A train of four giant mantas charges overhead, and it’s not a freak encounter. The site’s full name is Manta Alley, but superstition has local guides simply calling it the Alley lest the wonders fail to appear, which is rare. Right now, 15 of them — each roughly 12 feet across — are winging laps around Langkoi Rock, a craggy pinnacle of the south side of Komodo, the Indonesian island best known among nondivers for dragons. As for the mantas, they’re here when cold water is, pushing in plankton. And the action is nonstop.

Being in the shadow of beings so large and powerful is humbling. It’s why Noh Atta Abola, steering mate of the M/V Komodo Dancer, is kneeling on the sand, arms overhead. He can’t help the visceral gesture of awe.

The big stuff, from mantas to mola mola, is just part of the reason experienced divers consider Indonesia — and this luxury vessel — the trip of a lifetime. It’s a reward best appreciated after countless hours logged over reefs, learning to identify enough fish species to appreciate the record-setting biodiversity of this underwater Amazon. Moreover, participants need skills honed for the sometimes challenging conditions, from down-currents to drift dives ending in open water.

The 10-day voyage I’ve just begun starts on the island of Flores, 36 hours by boat if traveling nonstop to the end point of Bali, itself a destination most lengthen their trips to experience. Before I embarked, I had wanted to revel in the magic of the place, devoting a week to touring the incense-heavy temples —local myth alleges Bali has a thousand.

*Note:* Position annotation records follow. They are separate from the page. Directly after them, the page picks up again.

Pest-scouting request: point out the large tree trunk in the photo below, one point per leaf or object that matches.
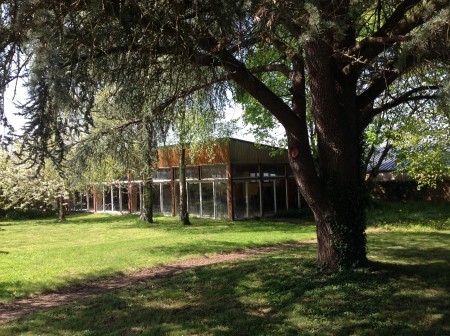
(184, 215)
(332, 185)
(339, 201)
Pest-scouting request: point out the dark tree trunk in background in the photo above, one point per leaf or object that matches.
(184, 215)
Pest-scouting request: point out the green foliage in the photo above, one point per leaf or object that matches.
(46, 255)
(26, 188)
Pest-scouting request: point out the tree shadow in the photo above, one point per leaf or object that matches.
(279, 294)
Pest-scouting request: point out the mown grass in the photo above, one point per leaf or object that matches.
(405, 291)
(42, 255)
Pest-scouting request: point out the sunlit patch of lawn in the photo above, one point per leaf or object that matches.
(40, 255)
(283, 293)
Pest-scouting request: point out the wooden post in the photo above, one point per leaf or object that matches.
(230, 192)
(103, 197)
(120, 197)
(112, 197)
(129, 192)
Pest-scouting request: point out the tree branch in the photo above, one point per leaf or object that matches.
(404, 98)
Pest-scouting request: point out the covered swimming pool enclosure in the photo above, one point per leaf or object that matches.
(232, 179)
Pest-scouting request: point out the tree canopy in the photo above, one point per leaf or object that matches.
(336, 61)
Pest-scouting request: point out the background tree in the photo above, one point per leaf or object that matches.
(340, 56)
(27, 188)
(197, 127)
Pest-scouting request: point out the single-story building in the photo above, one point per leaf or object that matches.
(231, 179)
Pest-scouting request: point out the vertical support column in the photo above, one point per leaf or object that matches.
(172, 181)
(130, 203)
(247, 203)
(261, 203)
(141, 198)
(120, 197)
(112, 197)
(261, 210)
(94, 200)
(214, 200)
(161, 197)
(287, 193)
(103, 197)
(230, 195)
(275, 196)
(201, 199)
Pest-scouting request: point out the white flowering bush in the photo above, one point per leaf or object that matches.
(23, 187)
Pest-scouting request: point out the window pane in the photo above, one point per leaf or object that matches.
(167, 198)
(293, 200)
(281, 194)
(191, 173)
(177, 198)
(163, 174)
(268, 198)
(193, 199)
(207, 200)
(239, 200)
(254, 199)
(289, 171)
(116, 198)
(156, 198)
(213, 171)
(245, 171)
(273, 170)
(221, 199)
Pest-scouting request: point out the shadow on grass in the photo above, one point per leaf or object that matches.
(279, 294)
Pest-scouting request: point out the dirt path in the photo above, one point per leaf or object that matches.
(25, 306)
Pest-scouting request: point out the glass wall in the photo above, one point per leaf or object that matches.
(254, 199)
(166, 198)
(239, 199)
(268, 198)
(213, 172)
(221, 201)
(156, 198)
(207, 199)
(194, 198)
(280, 192)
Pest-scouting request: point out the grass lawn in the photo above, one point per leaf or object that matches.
(40, 255)
(406, 291)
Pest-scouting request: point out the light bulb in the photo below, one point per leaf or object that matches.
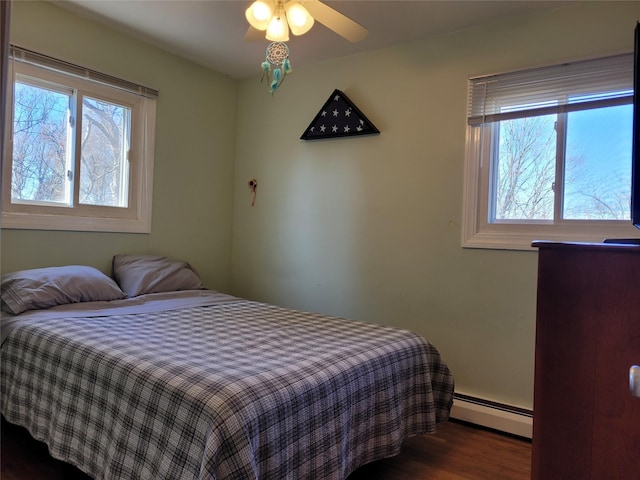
(298, 17)
(278, 30)
(259, 14)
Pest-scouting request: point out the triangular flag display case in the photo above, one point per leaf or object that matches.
(339, 117)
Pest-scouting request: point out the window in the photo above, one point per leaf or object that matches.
(549, 155)
(79, 154)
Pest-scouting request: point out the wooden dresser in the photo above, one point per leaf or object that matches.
(586, 423)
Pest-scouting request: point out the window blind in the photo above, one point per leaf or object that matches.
(19, 54)
(553, 89)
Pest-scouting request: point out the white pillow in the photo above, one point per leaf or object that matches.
(46, 287)
(141, 274)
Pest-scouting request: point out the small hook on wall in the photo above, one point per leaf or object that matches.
(253, 185)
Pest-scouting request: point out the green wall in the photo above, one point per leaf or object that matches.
(194, 150)
(366, 228)
(369, 227)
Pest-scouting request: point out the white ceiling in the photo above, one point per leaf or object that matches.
(211, 32)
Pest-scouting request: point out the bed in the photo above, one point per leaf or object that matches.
(148, 375)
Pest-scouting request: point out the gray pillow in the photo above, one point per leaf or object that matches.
(47, 287)
(141, 274)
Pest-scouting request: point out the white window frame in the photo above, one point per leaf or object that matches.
(477, 231)
(136, 217)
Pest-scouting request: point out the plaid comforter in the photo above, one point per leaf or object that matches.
(238, 390)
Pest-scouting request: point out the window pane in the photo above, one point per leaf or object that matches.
(597, 182)
(104, 169)
(523, 169)
(40, 147)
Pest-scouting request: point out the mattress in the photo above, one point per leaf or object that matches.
(201, 385)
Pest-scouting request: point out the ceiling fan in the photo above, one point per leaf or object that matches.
(277, 17)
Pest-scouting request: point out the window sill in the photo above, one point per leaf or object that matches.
(21, 221)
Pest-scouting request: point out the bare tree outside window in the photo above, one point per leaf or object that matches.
(103, 165)
(39, 144)
(42, 168)
(597, 166)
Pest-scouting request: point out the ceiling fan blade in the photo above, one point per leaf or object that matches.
(253, 35)
(336, 21)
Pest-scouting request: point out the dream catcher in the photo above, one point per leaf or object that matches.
(276, 65)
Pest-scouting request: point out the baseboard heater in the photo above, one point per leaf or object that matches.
(497, 416)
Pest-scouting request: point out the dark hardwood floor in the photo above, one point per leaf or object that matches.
(457, 452)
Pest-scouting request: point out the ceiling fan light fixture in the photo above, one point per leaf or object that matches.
(259, 14)
(299, 19)
(278, 30)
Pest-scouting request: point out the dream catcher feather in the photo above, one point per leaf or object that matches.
(276, 65)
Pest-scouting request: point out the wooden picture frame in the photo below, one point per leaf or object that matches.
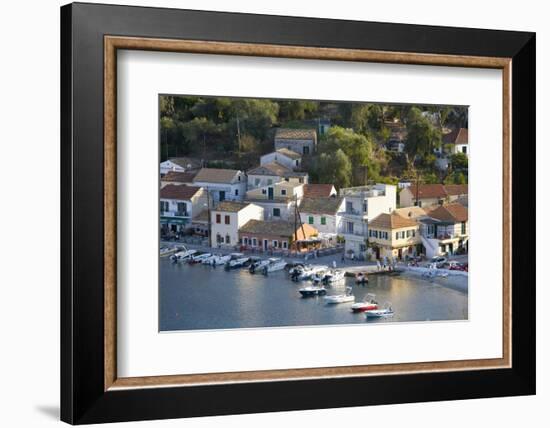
(91, 390)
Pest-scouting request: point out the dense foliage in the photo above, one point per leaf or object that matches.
(236, 131)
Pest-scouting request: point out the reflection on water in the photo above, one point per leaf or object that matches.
(196, 297)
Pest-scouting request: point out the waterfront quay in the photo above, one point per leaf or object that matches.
(200, 297)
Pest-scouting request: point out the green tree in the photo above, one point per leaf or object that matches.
(459, 161)
(334, 168)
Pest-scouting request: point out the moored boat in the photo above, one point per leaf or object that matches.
(258, 265)
(368, 304)
(310, 291)
(198, 258)
(386, 311)
(341, 298)
(237, 263)
(181, 256)
(361, 278)
(274, 264)
(334, 275)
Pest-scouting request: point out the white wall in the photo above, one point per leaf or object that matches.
(38, 322)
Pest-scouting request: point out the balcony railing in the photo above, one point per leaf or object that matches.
(174, 213)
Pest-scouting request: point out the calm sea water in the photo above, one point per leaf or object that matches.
(196, 297)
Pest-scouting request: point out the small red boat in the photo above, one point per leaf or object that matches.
(368, 304)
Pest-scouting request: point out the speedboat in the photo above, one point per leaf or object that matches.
(182, 255)
(310, 291)
(199, 258)
(334, 276)
(385, 312)
(308, 272)
(220, 260)
(341, 298)
(208, 260)
(258, 265)
(368, 304)
(274, 264)
(236, 263)
(361, 278)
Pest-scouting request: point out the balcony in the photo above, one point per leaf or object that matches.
(174, 213)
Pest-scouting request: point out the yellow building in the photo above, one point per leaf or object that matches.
(394, 236)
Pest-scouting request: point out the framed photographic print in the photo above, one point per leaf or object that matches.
(266, 213)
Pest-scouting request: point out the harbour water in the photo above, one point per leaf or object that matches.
(198, 297)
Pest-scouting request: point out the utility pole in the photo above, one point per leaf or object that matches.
(238, 136)
(209, 217)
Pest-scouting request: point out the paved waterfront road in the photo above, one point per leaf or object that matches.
(194, 297)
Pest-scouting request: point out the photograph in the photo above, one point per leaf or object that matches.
(288, 213)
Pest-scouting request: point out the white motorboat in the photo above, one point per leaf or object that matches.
(311, 291)
(219, 260)
(334, 275)
(236, 263)
(341, 298)
(208, 260)
(368, 304)
(258, 265)
(308, 272)
(198, 258)
(181, 256)
(386, 311)
(274, 264)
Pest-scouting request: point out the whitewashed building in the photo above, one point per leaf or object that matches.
(302, 141)
(274, 172)
(362, 204)
(324, 214)
(227, 218)
(222, 184)
(278, 200)
(179, 204)
(283, 156)
(179, 165)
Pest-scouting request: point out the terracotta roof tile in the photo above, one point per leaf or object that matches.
(230, 206)
(295, 134)
(456, 136)
(391, 221)
(327, 206)
(179, 177)
(318, 190)
(452, 213)
(181, 192)
(214, 175)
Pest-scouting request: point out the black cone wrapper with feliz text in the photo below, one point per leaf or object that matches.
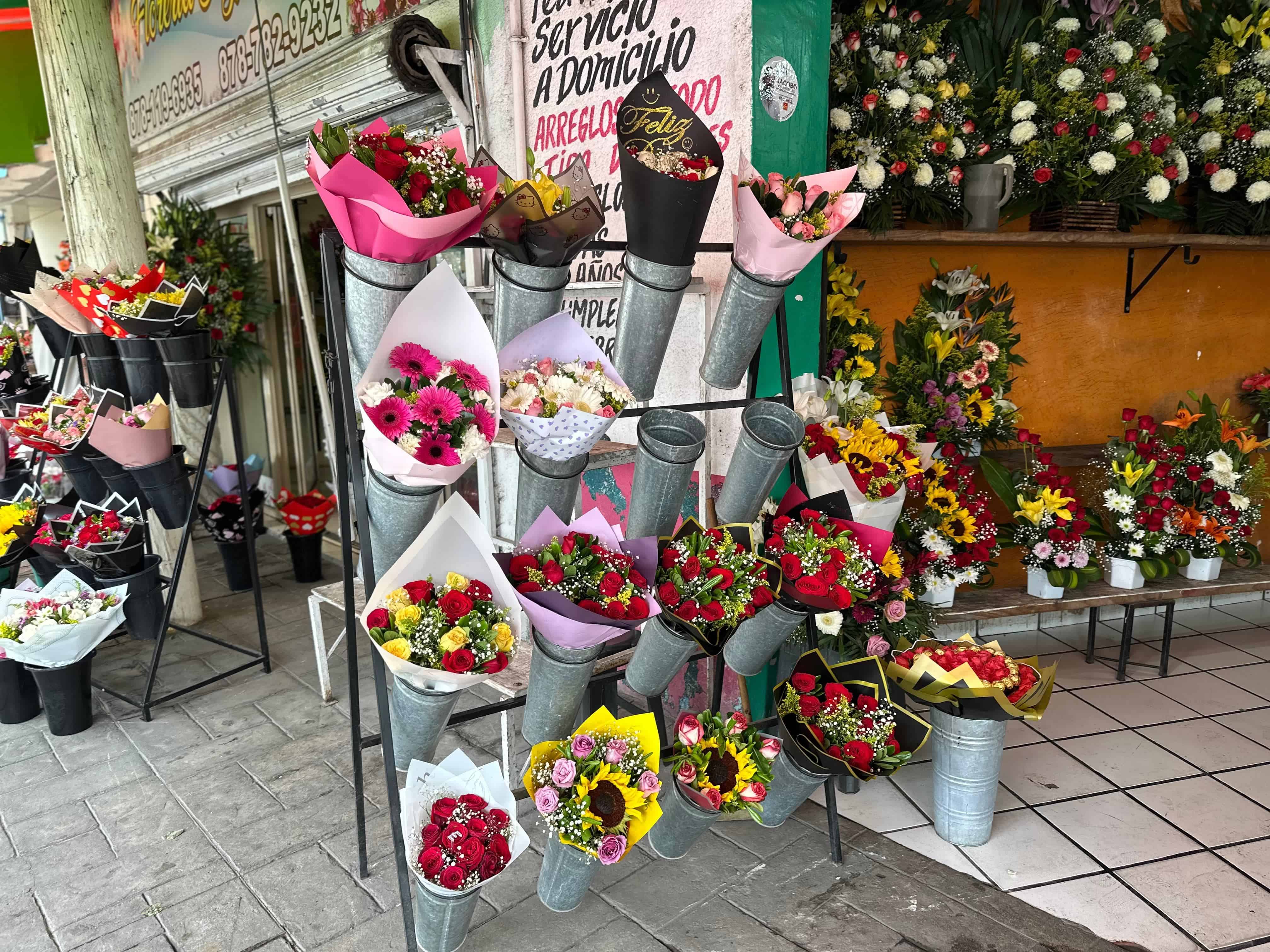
(521, 229)
(665, 216)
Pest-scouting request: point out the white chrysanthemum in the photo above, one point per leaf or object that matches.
(872, 176)
(1071, 79)
(1023, 133)
(1158, 188)
(1222, 181)
(1103, 163)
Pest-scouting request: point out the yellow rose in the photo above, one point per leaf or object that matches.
(454, 639)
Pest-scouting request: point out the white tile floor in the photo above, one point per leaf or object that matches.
(1138, 808)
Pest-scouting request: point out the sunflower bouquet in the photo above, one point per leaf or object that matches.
(956, 362)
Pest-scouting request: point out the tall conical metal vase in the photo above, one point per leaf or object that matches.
(651, 301)
(745, 309)
(670, 445)
(525, 295)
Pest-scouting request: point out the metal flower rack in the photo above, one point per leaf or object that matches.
(352, 482)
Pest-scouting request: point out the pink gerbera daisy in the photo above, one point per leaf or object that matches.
(415, 362)
(436, 450)
(436, 405)
(469, 375)
(392, 416)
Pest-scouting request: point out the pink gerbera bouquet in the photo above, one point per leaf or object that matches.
(439, 412)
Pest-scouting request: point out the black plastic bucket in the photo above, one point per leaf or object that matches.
(68, 696)
(305, 555)
(144, 370)
(105, 369)
(167, 487)
(238, 570)
(20, 697)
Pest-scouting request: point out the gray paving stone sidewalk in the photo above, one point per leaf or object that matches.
(226, 824)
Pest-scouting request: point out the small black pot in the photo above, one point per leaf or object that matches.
(105, 369)
(238, 570)
(167, 487)
(68, 696)
(305, 555)
(20, 697)
(144, 370)
(58, 338)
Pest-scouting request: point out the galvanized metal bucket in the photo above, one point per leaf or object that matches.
(558, 683)
(566, 876)
(758, 639)
(398, 516)
(373, 291)
(683, 822)
(525, 295)
(658, 657)
(745, 309)
(670, 445)
(545, 484)
(790, 786)
(770, 433)
(967, 757)
(441, 921)
(418, 720)
(646, 316)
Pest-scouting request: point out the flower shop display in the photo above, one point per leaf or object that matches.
(836, 722)
(950, 534)
(973, 690)
(902, 111)
(1052, 526)
(708, 583)
(1220, 487)
(443, 619)
(581, 586)
(598, 792)
(721, 766)
(779, 225)
(670, 168)
(956, 362)
(461, 833)
(1228, 141)
(1090, 131)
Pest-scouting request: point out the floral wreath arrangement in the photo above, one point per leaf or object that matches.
(440, 413)
(1052, 526)
(1084, 118)
(724, 761)
(456, 627)
(902, 112)
(956, 357)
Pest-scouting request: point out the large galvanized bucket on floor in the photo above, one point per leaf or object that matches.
(398, 516)
(443, 920)
(683, 822)
(566, 876)
(967, 758)
(646, 318)
(525, 295)
(745, 309)
(546, 484)
(373, 291)
(770, 433)
(558, 682)
(670, 445)
(658, 657)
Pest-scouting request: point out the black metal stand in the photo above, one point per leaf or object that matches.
(225, 382)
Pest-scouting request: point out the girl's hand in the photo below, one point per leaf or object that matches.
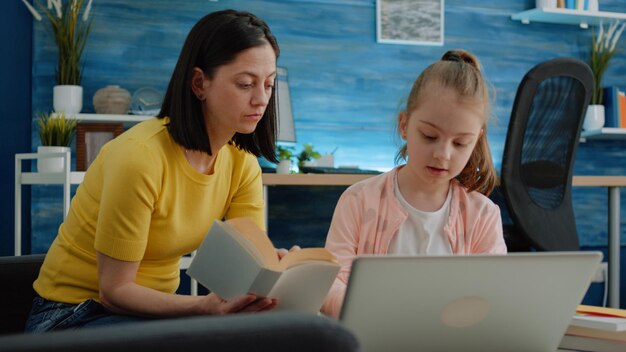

The dive trip will be a whirlwind. The itinerary promises a parade of wonders so large it’ll take work to keep pace, and so small it’s a hunt to acknowledge their presence. I imagine it’ll feel much like standing before the ornate temple altars — like what Abola experienced today: a feeling of awe so overwhelming you can’t help but be brought to your knees.

NIGHTLY SHOWINGS

It’s just after sunset, and Rob Morgan-Grenville is briefing us on a site called Circus, supposedly one of the trip’s best night dives. But after he uses the words sand, rock and coral rubble, I debate tugging on a damp wetsuit.

“It’s not the pretty corals we’ve been seeing all week,” Morgan-Grenville admits, referring to sites like Crystal Rock, where every inch of coral is alive, supporting anthias and schools of rainbow runners so thick they obscure any divers among them in the water column.

But muck diving is one of the main attractions of Indonesia. The only possible reason to skip it is a cold Bintang beer — unlimited for guests. But the stocked fridge will wait, so I opt in.

We start by hunting stargazers. Earlier, guide Gede Merta had shown pictures: The fish buries itself in the muck. Only its face — bug eyes and a frowning underbite of corn-kernel teeth — is visible.

I find nothing but broken coral bits until he shakes his dive light, commandeering our attention. Then he aims a wire pointer at the black sand.

The alien is no bigger than a baseball. It’s a lesson repeated when Merta points out a bobtail squid, no bigger than a bumblebee. I think it’s a juvenile till later that night, when we gather in the salon to pore over the Reef Creatures book.

Turns out, bobtail squid are no bigger than golf balls, making their sparkling iridescence somehow more magical.

And so the next few days and nights pass, muck diving at sites such as Fuzzy Bottom of Sumbawa Island. We’re treated to encounters with algae octopuses, dragon sea moths, spiny devilfsh and Bobbitt worms — all of which we truly only appreciate when Merta shows us those pages. And he would know. On the book’s credit page, Merta is listed among eight dive guides whom authors Paul Humann and Ned DeLoach thank for helping them locate the critters.One thing not mentioned in the book: Merta has even discovered a few species.

PRAYING FOR GREATNESS

It’s the last day of the dive trip, and Merta and Morgan-Grenville can’t seem to agree. We’re at Gili Tepekong, an island of the southeast coast of Bali — and just hours from where the yacht will harbor for the final night. This area is known for mola mola, aka ocean sunfish, but the season for seeing them extends only from roughly June to October. Right now, it’s April.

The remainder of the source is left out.